FSGS is a podocyte-derived glomerular disease characterized by marked proteinuria, often coupled with steroid resistance, hypertension, and high probability for progression to renal failure. It is a heterogeneous disorder that can present as a primary disorder of unknown etiology. A number of genetic mutations in various proteins have been linked to the development of FSGS. Finally, the glomerulopathy can represent an adaptive response that is secondary to a variety of insults such as HIV infection, obesity, or reduced renal mass (1). Moreover, the disease recurs in approximately 30% of patients who receive a kidney transplant. Recent findings suggest that increased levels of circulating soluble urokinase-type plasminogen activator receptor (suPAR) may trigger the podocytopathy in the majority of patients with primary FSGS. In this issue, Bock et al. (2) report findings in 99 pediatric patients at a single center and conclude that serum suPAR levels are not increased in those with primary FSGS compared with children with non-FSGS glomerular disease, nonglomerular disease, or healthy controls.
The term permeability refers to the effects of the factor causing leakiness of the filter which can occur before and after kidney transplantation. Rodents injected with whole or fractionated serum from patients with recurrent FSGS develop proteinuria (3). Sera from patients with FSGS increase albumin permeability in isolated glomeruli and transient nephrotic syndrome has been transmitted to a newborn from a mother with FSGS [reviewed by Sharma et al. (3)]. The presence of permeability factors has provided the rationale to treat FSGS with plasmapheresis (3). Current candidate molecules are cardiotrophin-like cytokine-1 (which was proposed as a putative FSGS permeability factor), hemopexin, and vascular endothelial growth factor [reviewed by McCarthy et al. (4)]. Studies from our laboratory suggest that the permeability factor in both native and recurrent FSGS is suPAR.
The identification of suPAR as a FSGS factor might appear counterintuitive to some because suPAR levels are elevated in other diseases, including cancer and infection, that do not routinely present with proteinuria. In addition, some patients present with normal suPAR serum levels and still develop recurrent FSGS (5,6).
suPAR is the cleaved molecule derived from Urokinase-type plasminogen activator receptor (uPAR), which is a glycosyl-phosphatidylinositol anchored membrane protein present on multiple cells, including podocytes. Both uPAR and suPAR activate αvβ3 integrin signaling (6,7).

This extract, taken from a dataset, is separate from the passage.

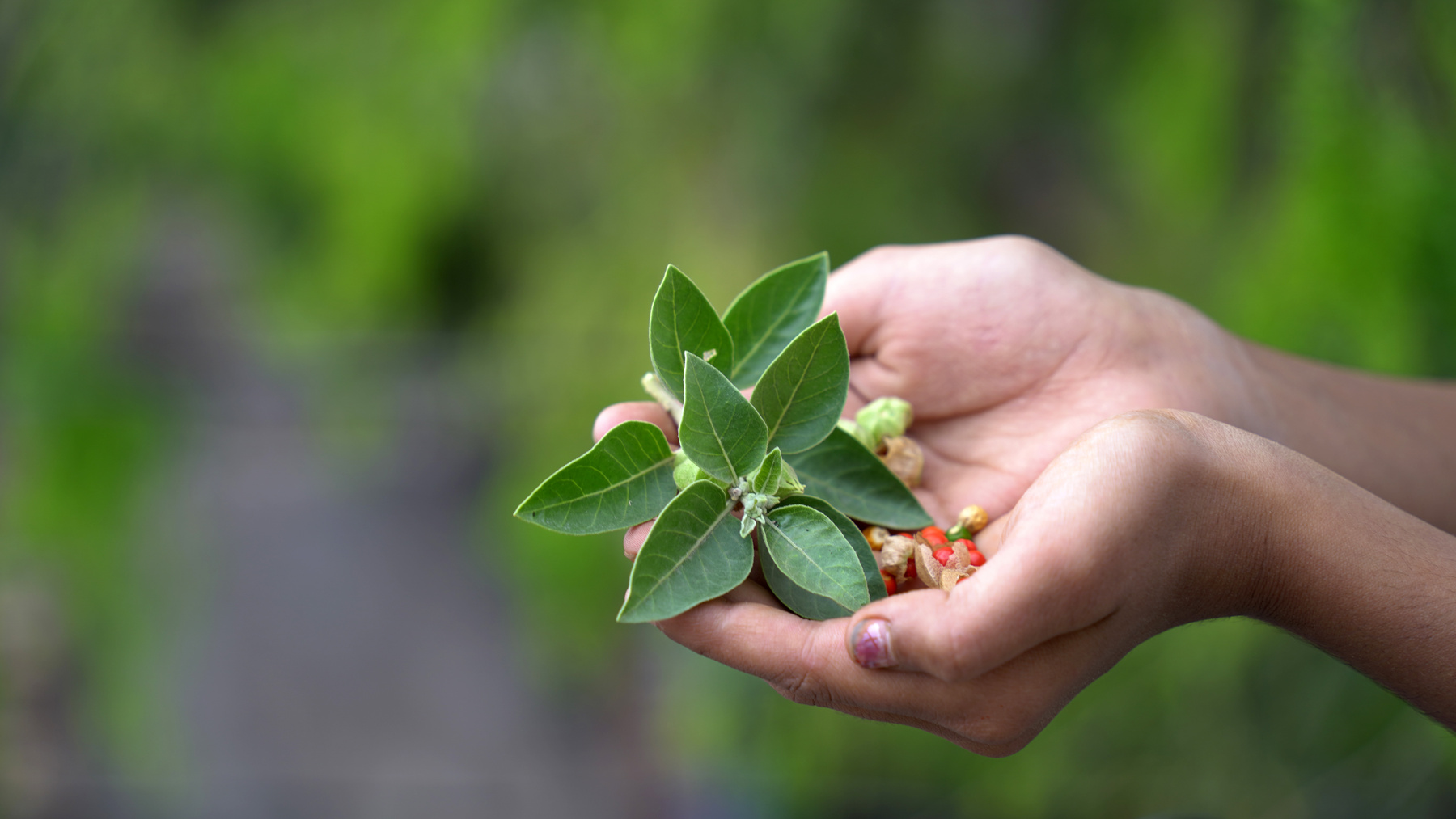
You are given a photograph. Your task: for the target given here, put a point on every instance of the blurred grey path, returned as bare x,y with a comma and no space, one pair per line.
342,652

Using multiple animal models, we showed that acute induction of suPAR in uPAR null mice as well as chronic suPAR overexpression of the suPAR variant (GenBank accession number BC010309) in wild-type mice caused features of FSGS such as foot process effacement, proteinuria, and segmental lesions, all of which could be ameliorated with the addition of a uPAR-specific Ab or by expression of suPAR deficient in integrin β3 binding (6).
Using a commercially available ELISA assay kit, we demonstrated that suPAR levels were increased in two thirds of pediatric and adult patients with biopsy-proven FSGS, including both native and recurrent FSGS cases (n=78) (6). We confirmed these findings in patients with FSGS from two well characterized cohorts: the FSGS Clinical Trial (FSGS CT) (n=70, pediatric and adult patients, eGFR >40 ml/min per 1.73 m2) and the PodoNet European FSGS consortium (n=94, pediatric patients, normal eGFR) (8). Using 3 ng/ml as a cut-off value, we demonstrated that suPAR levels were elevated in 84% and 55% of patients in the two cohorts, respectively. Importantly, the elevation of suPAR in these FSGS patients was not related to inflammation because concurrent C-reactive protein (CRP) levels were not elevated. Huang et al. also showed elevation of suPAR in the majority of serum samples from adult patients with primary FSGS in a cohort from Beijing (9). Most recently, Franco Palacios et al. suggested the use of urinary suPAR as pretransplantation biomarker for recurrent FSGS (10).
The hypothesis that circulating suPAR drives the disease in a subset of FSGS is directly challenged by Bock et al. (2) in this issue of CJASN. They report that suPAR levels were not significantly different in children with primary FSGS (n=20), non-FSGS glomerular disease (n=240), nonglomerular CKD (n=26), and healthy controls (n=29). It should be noted that although the authors assert that they performed the first evaluation of suPAR in pediatric patients with FSGS, 42 of the 70 patients enrolled in the FSGS CT were aged <18 years and were included in the random subset selected for assay of plasma suPAR levels. Moreover, the PodoNet cohort included children and adolescents with FSGS (8). However, it is worth exploring potential differences that might explain the disparate findings. The most obvious question is whether suPAR levels in adults with FSGS who have a later onset of disease are indicative of suPAR-driven FSGS compared with children who have earlier-onset glomerulopathy. It is theoretically possible that the molecular mechanisms that lead to late-onset FSGS are distinct from those that drive early onset of FSGS. This appears to be unlikely on the basis of our findings in the FSGS CT and PodoNet cohorts, which included children and adolescents with FSGS.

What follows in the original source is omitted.